It was the early 2000s and Porsche had a problem of perception. As hard as it is to imagine now, the storied Stuttgart brand’s sports car offerings were almost more associated with managing a mid-life crisis rather than motorsport (a first-season episode of Malcolm in the Middle, where Bryan Cranston experiences exactly this, did not help much). Ardent defenders of the brand’s dedication to air-cooled powerplants were incensed at the 996 generation’s move to water-based cooling. Even before the announcement of their Cayenne SUV, some purists were offended at the German company’s hiring of former Toyota executives to streamline production methods.
In short, Porsche needed some image assistance. But like many effective makeovers, the impetus to change had to start from an external intervention. Enter: Magnus Walker and his merry band of “urban outlaw” 911s garaged in downtown Los Angeles. For an interpretation taken a bit more upscale, there was another English-born ex-pat living in Southern California, Rob Dickinson’s Singer. And for perhaps the ultimate expression in pushing the Porsche aesthetic into a more radical direction, one could hire Akira Nakai and commission the most personal, hands-on application of one-off customization seen anywhere this side of a hot rod shop: Full RWB treatment.
1995 Porsche 911 Carrera Coupé by RWB
Estimate: $175,000 - $225,000 USD
Looking at this customized Carrera Coupé with a romantic eye, it is difficult to avoid making overblown pronouncements about its creator, Nakai-san. Certainly, his life appears, from the outside, to be as close to a modern-day samurai as possible, with Nakai boarding a plane nearly every week to visit a new locale to slice up a sports car for eager owners. The overwhelming work of transforming an air-cooled Porsche into one of Nakai’s “Rauh-Welt BEGRIFF” creations is done in-person and on the spot by Nakai himself, lending the customization sessions the air of a one-man band, or a piece of performance art.

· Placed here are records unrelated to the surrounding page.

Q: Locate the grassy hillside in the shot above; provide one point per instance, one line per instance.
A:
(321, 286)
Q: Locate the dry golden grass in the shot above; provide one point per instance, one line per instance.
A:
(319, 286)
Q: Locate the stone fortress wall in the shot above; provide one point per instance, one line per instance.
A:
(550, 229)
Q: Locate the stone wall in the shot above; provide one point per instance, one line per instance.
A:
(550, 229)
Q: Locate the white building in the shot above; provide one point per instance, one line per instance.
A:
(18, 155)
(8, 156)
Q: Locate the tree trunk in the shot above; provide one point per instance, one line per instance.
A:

Videos of Nakai going through the process of customization have themselves gone viral, racking up hundreds of thousands of views. Though the ultimate goal of Nakai’s efforts is to achieve a finished design that is relatively reminiscent of a 993-era GT2, with wide, bolt-on style arches and an expansive rear wing, part of the magic inherent in all of his RWB creations is that they are all essentially unique. Nakai does not strictly measure any of the fenders before cutting, but rather makes adjustments based on the local tools provided, the car in question, and even the temperature and barometric pressure of the locale. “I cut based on feeling,” he says, a true artist.
After an average of two days of hard effort, Nakai’s RWB creations roar into life. The finished customizations are lower, wider, and far more menacing than a standard 993, with personal touches adding up to far more than a typical modified Porsche. This example, finished in a Mexico Blue with its interior finished in black leather and Alcantara with Recaro seats, is perhaps one of the more refined RWB builds. The cockpit is crowned with a six-speed synchronized CAE Ultra Shifter, finished in the same shade of blue as the exterior.
Befitting Nakai-san’s appreciation of a challenge, this Mexico Blue example was constructed as part of a triple build, with three 993-era cars getting the full RWB treatment in a mere six days at the Dubai Autodrome in 2016. The build itself was documented, naturally, and makes for fascinating watching, as Nakai’s skillful incisions made for a thorough transformation of the three examples. Best of all, the proximity to a world-class race circuit meant that Nakai-san’s suspension customizations could be tested on-track throughout the build process.
In a final flourish, like all the RWB-branded creations, all three examples were given evocative names. This example, with its dramatic rear spoiler and extended side winglets, earned its nickname of Hideyoshi from Toyotomi Hideyoshi, a 16th century samurai who ascended to the rank of military ruler, briefly bringing unity to feudal Japan. The evocative nickname was cemented even further by the modern Japanese street artist Ryo Ogawa, or RoamCouch, who lent his considerable stencil skills to graphics on the doors and side sills. Ogawa’s work frequently incorporates classic vehicles, similar to Banksy’s work, only using a wider color palate.
With a signature from Nakai-san still showing proudly on its front hood, the finished RWB customization is elevated far above the sum of its parts. With each of these pieces essentially existing as one-off creations, handmade by a lone visionary, there is little wonder that Porsche sports cars wearing the badge of RWB are becoming highly desirable among collectors. Today, the wait list for Nakai-san to customize a client’s air-cooled Porsche averages between one and one-and-a-half years. For those who appreciate the killer aesthetics of a no-compromise Porsche customization but do not wish to wait that long, this Hideyoshi-branded Carrera Coupé provides a tantalizing option, available for bids starting 16 February as part of RM Sotheby’s Open Roads, February auction.
The art of customization, like many things in the classic car world, is a deeply personal process. Whether this is to your taste or not, it is undeniable that the Porsche brand benefitted from expanding its audience. What do you think, is this RWB Porsche 911 your style of air-cooled artwork?